Capitulo XXVIII – Momentos
finais na UTI
Apareceu uma enfermeira para
trocar o refil da alimentação.
A alimentação era um preparado líquido,
nutricionalmente completo, com
sabor de chocolate, importado
da Suíça.
Recebia essa alimentação por
sonda nasogastrica, que conduzia o liquido até meu estomago.
Ela pegou uma seringa e colocou
água. Depois ela desconectou o tubo do refil e introduziu a agulha no tubo para
fazer a limpeza, que ia para meu estomago. Toda vez que trocavam o refil eles faziam
esse procedimento.
Quando ela apertou o embolo da
seringa e a água foi ao meu estomago, eu senti um pouco o gosto da água na
garganta.
- Põe mais um pouco de água –
pedi.
- Por que?
- Para eu sentir na garganta.
- Mas, a água não sobe. Ela vai
direto para o duodeno.
- Acho que não. Eu senti a água
subir na garganta.
- Mas, a água não sobe.
- Sobe sim. Eu senti... Dá para
você colocar mais um pouco de água... Por favor...Faz isso para mim, por favor.
Ela me atendeu e fiquei
satisfeito.
A água, naquele momento, era uma
maravilha.
- Pega um chocolate, ai. – disse
para ela, apontando para o criado mudo, onde ficava a caixa com os chocolates.
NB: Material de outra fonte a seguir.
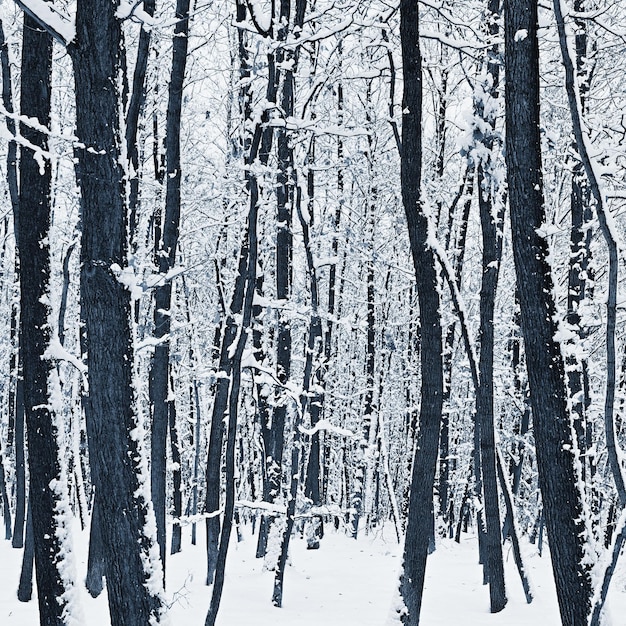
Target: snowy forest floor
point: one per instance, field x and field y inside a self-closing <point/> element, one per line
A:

- Obrigada. Vou pegar um só.
- Pode pegar mais. É para vocês.
- Vou pegar um só. Obrigada.
Mais tarde apareceu um
enfermeiro junto com uma enfermeira para me darem banho.
Foi um dos melhores banhos que
tomei. Ele fez a minha barba.
Estava tão relaxado que
cochilei.
De repente, acordo.
Vejo ele raspando meus pelos
pubianos na base de meu pênis com um aparelho de barbear descartável.
Ela estava do lado dele
observando e conversando com ele.
Fiquei assustado.
Pensei: o que ele esta fazendo?
O enfermeiro percebeu que
despertei e perguntou:
- Você não esta com medo, não?
Pensei: preciso demonstrar
tranqüilidade.
- Não! Por que estaria?
- É que estou usando esse
barbeador...
- Estou tranquilo. Você sabe
fazer bem o que esta fazendo.
- Estou cortando os pelos porque
vou colocar um uripen em você.
- Uripen? O que é isso?
- É um material que vai ajudar
você a urinar durante a noite sem se molhar. Não vai precisar trocar a fralda
durante a noite. Assim você dorme mais tranquilo.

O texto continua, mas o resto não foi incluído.